I have to agree with most of you. I don't understand why SS is so B I T T E R ????? It is as if life is not worth living ....... It is as if he used to work for a startup in the Silicon Valley, then got stuck with a big AMT when the market crashed, lost his house, lost his savings, and got stuck in huge credit card debt ....... :( On the bright side, at least SS still get to surf the web ....... :)
re: I am paranoid, you are right. As to the censorship fears, that is due to the whole net neutrality debate, the fact that ATT CEO Ed Whitacre calls people putting their content on "his" network for a flat fee "nuts", and the fact that LR has articles like "DPI: Taming the Peer-to-Peer beast".
Some people believe that that's the result of market forces at work and their fear is that too much government control would end up with even more harmful censorship.
Dear Optiplayer: I am paranoid, you are right. As to the censorship fears, that is due to the whole net neutrality debate, the fact that ATT CEO Ed Whitacre calls people putting their content on "his" network for a flat fee "nuts", and the fact that LR has articles like "DPI: Taming the Peer-to-Peer beast".
The stated telco strategies of IP-TV also indicate where they believe their bread is buttered. Internet access is an afterthought at best. They therefore apparently do not foresee paybacks from big broadband access, but from movie rentals.
I see blocking our "information highway" in this manner as much a threat to our economy as blocking our interstate system. That system also lacked a "business case". But, where would we be without it?
The reason there is no deep fiber penetration here is the lack of a business case. Look at the numbers for VZ - $980 to pass a home plus another $1000 to connect it. At a 25% take rate thats almost $5000 per sub. The carriers want to shorten their payback by offering a differentiated service and you shout censorship (as if high speed broadband were an inalienable right).
Please provide examples of censorship on the part of VZ or T. I assume Comcast and TW must be censoring too, can you provide examples of that as well.
Frankly, I don't want any government policies promoting broadband. Let the business case stand or fail on its own.
Dear Netphilic: Users may want broadband, however domestically at least we will not get it as long as it is not in the short-term economic interests of service providers to provide it. With our bought-off FCC, we have no domestic policy to promote widespread fiber deployments, so forget it.
If you live in VZ territory, you get a censored fraction of your fiber. If you live in ATT territory, you get censored DSL. Or, you can go to a muni wi-fi network. Thats it.
>cisco has an almost complete TCP/IP portfolio, but not >nearly a complete Telecom portfolio. TCP/IP porfolio is >very complete for enterprise, almost complete for service
Isn't VOIP proven in last couple of years? IPTV will be next with those terabit routers. People will soon have optical fiber to their home and service will be just plug_and_play over IP. It was talked for long, but this time the market is hungry for higher BW and QOS.

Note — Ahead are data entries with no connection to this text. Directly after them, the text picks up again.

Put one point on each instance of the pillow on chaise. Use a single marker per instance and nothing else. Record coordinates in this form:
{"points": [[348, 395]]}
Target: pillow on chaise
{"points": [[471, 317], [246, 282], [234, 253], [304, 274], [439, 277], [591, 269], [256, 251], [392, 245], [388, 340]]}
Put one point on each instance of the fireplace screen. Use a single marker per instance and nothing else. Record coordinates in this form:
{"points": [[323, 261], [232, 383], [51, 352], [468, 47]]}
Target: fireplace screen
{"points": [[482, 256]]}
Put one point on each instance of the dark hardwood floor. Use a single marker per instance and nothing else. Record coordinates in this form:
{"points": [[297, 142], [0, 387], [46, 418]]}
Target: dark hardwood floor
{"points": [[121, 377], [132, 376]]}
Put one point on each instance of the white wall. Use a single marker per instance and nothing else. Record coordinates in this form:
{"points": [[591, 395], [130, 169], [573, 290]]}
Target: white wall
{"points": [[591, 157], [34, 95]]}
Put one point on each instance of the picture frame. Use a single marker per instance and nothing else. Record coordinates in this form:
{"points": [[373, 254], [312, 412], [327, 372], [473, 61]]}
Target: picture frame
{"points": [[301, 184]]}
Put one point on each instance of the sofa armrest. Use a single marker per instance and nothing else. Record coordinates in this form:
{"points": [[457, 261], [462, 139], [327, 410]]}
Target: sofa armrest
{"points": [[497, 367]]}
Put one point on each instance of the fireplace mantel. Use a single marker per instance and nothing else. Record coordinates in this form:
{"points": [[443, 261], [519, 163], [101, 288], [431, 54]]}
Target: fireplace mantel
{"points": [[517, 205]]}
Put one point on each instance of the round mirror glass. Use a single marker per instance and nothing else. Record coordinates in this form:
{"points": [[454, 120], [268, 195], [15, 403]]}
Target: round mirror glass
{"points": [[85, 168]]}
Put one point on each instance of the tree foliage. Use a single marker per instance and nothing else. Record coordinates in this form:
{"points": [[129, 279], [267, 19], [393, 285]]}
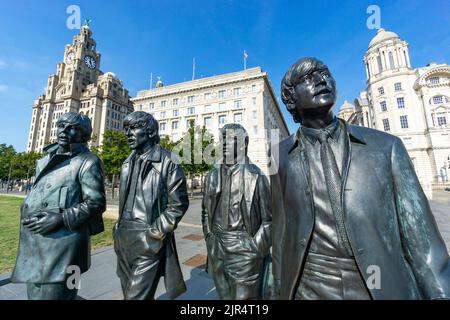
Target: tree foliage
{"points": [[198, 142], [114, 151]]}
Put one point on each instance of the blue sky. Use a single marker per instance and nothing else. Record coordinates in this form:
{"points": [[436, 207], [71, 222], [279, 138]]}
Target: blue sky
{"points": [[137, 38]]}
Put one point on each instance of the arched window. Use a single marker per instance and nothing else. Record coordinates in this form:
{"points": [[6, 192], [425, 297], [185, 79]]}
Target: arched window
{"points": [[380, 65]]}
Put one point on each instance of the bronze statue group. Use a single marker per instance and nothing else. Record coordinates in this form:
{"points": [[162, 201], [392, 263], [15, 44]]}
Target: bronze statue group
{"points": [[342, 201]]}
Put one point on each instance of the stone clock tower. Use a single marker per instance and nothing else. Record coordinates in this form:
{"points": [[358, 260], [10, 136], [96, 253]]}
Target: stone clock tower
{"points": [[79, 86]]}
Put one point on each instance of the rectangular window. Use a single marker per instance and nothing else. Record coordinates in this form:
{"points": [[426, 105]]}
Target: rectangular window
{"points": [[190, 123], [386, 125], [222, 119], [380, 65], [404, 122], [442, 119], [437, 99], [434, 80]]}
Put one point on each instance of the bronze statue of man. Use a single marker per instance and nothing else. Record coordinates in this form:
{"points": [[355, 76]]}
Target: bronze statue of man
{"points": [[153, 199], [351, 219], [63, 209], [236, 219]]}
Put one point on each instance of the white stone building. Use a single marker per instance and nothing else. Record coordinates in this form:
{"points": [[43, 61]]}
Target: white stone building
{"points": [[79, 86], [244, 97], [411, 103]]}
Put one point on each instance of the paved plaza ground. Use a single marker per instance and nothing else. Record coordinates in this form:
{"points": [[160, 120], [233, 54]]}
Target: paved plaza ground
{"points": [[101, 282]]}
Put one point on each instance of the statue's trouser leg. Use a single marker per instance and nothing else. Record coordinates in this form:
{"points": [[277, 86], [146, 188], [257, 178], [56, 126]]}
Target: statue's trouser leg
{"points": [[221, 280], [242, 265], [50, 291], [138, 266]]}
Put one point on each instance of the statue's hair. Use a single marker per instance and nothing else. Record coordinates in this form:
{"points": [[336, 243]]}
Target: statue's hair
{"points": [[146, 121], [79, 120], [301, 68]]}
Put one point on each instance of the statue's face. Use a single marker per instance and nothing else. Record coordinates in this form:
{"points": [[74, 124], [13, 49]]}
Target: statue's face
{"points": [[316, 90], [233, 146], [136, 134], [68, 133]]}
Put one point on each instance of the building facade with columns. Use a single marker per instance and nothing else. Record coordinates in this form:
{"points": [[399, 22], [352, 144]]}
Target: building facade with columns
{"points": [[79, 86], [411, 103], [245, 97]]}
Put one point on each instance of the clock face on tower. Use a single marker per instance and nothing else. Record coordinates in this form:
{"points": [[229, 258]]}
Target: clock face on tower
{"points": [[90, 62], [70, 57]]}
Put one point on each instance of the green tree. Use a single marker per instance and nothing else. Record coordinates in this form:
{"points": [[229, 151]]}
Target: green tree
{"points": [[7, 157], [113, 152], [198, 142], [93, 145]]}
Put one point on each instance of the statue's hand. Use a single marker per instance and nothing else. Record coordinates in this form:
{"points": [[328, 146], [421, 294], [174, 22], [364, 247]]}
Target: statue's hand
{"points": [[44, 221]]}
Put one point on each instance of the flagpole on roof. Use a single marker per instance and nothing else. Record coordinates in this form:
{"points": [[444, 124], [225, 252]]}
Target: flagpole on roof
{"points": [[245, 60]]}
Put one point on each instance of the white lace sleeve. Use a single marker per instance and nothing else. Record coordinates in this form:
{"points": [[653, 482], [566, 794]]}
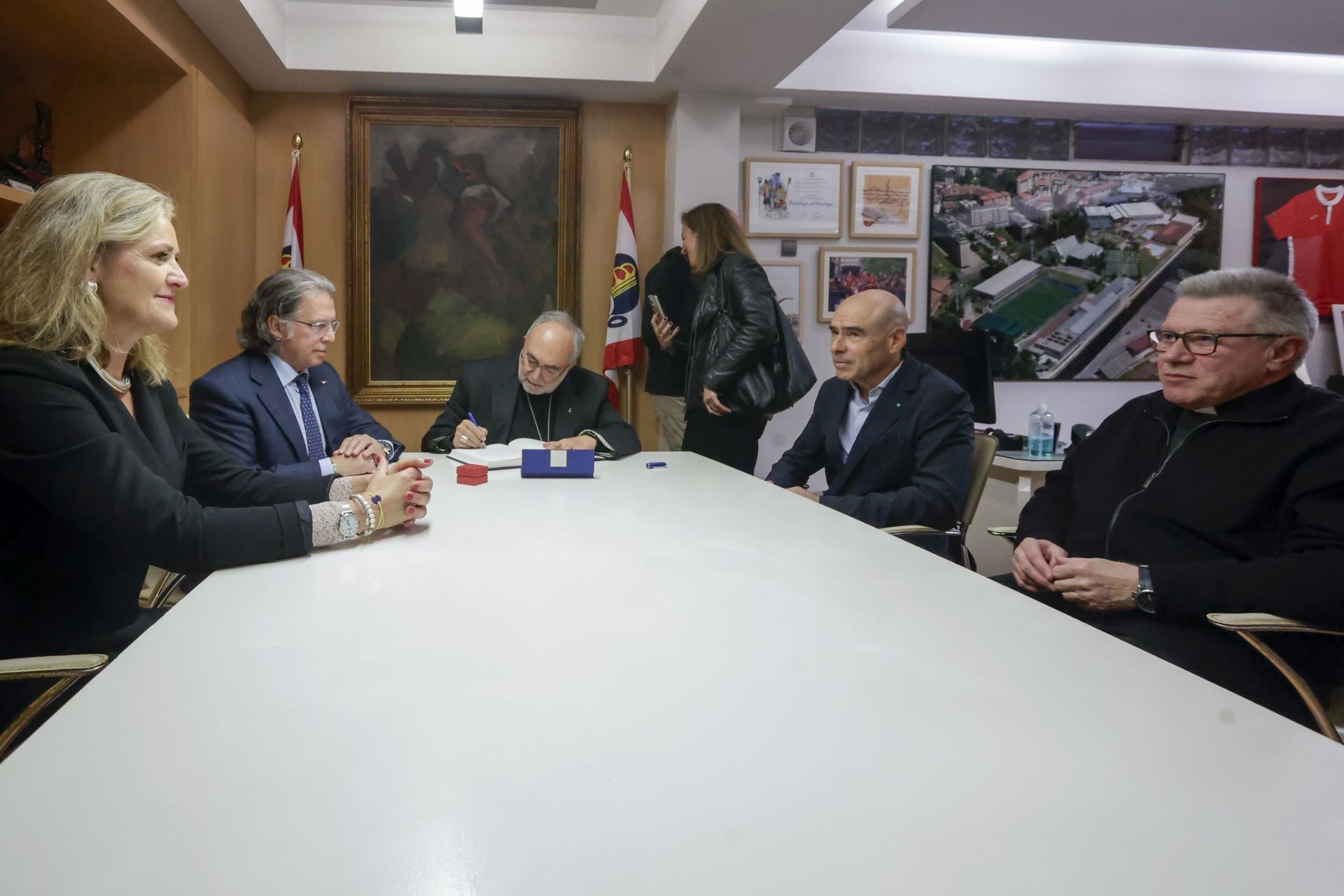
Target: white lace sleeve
{"points": [[326, 520]]}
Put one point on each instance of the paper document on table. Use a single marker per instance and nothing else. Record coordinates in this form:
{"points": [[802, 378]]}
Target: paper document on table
{"points": [[496, 457]]}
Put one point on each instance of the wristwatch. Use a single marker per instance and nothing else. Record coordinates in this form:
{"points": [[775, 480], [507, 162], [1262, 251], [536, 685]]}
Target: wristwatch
{"points": [[1144, 593], [349, 523]]}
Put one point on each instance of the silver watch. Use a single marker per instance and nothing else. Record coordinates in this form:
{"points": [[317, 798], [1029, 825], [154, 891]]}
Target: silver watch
{"points": [[349, 523]]}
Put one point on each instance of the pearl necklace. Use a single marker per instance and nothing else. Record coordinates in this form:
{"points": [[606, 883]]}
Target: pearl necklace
{"points": [[120, 386]]}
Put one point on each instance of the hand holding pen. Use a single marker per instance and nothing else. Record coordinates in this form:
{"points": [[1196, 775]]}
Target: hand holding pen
{"points": [[470, 434]]}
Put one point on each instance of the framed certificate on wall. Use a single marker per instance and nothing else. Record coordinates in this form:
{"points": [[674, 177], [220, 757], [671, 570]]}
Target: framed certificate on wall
{"points": [[792, 198]]}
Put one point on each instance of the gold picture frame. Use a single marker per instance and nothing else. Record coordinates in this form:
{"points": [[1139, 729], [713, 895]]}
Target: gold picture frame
{"points": [[886, 200], [464, 225]]}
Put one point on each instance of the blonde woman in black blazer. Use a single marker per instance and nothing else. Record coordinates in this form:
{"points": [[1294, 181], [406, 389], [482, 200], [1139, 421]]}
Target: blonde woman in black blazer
{"points": [[102, 470]]}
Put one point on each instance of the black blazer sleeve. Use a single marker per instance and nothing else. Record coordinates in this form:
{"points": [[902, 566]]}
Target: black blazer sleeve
{"points": [[750, 301], [440, 437], [944, 451], [808, 453], [55, 442]]}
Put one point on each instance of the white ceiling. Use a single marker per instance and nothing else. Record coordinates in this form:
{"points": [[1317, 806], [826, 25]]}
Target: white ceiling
{"points": [[1202, 59]]}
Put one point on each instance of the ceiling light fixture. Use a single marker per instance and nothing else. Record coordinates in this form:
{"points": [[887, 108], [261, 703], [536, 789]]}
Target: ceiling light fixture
{"points": [[468, 16]]}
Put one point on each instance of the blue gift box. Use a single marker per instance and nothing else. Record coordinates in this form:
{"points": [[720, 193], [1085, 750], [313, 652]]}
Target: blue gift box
{"points": [[574, 464]]}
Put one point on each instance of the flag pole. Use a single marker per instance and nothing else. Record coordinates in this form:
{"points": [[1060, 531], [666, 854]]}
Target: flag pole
{"points": [[626, 391]]}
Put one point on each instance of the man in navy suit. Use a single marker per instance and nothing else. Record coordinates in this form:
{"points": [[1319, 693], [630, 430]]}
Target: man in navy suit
{"points": [[895, 437], [279, 405]]}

Cisco has a complete portfolio? Sara, you need to understand a lot more about how service providers work and how their networks are built.
cisco has an almost complete TCP/IP portfolio, but not nearly a complete Telecom portfolio. TCP/IP porfolio is very complete for enterprise, almost complete for service providers, but for the telecom basic infrastructure, they are still a niche player with big sales in some very specific sectors.
A "complete portfolio" gives the equipment provider the weight of pricing power. It could increase the cost of service providers in buying the equipment. Therefore, service providers will not entirely focus on the "complete portfolio". To them, keeping multiple competitors for the equipment are crucial.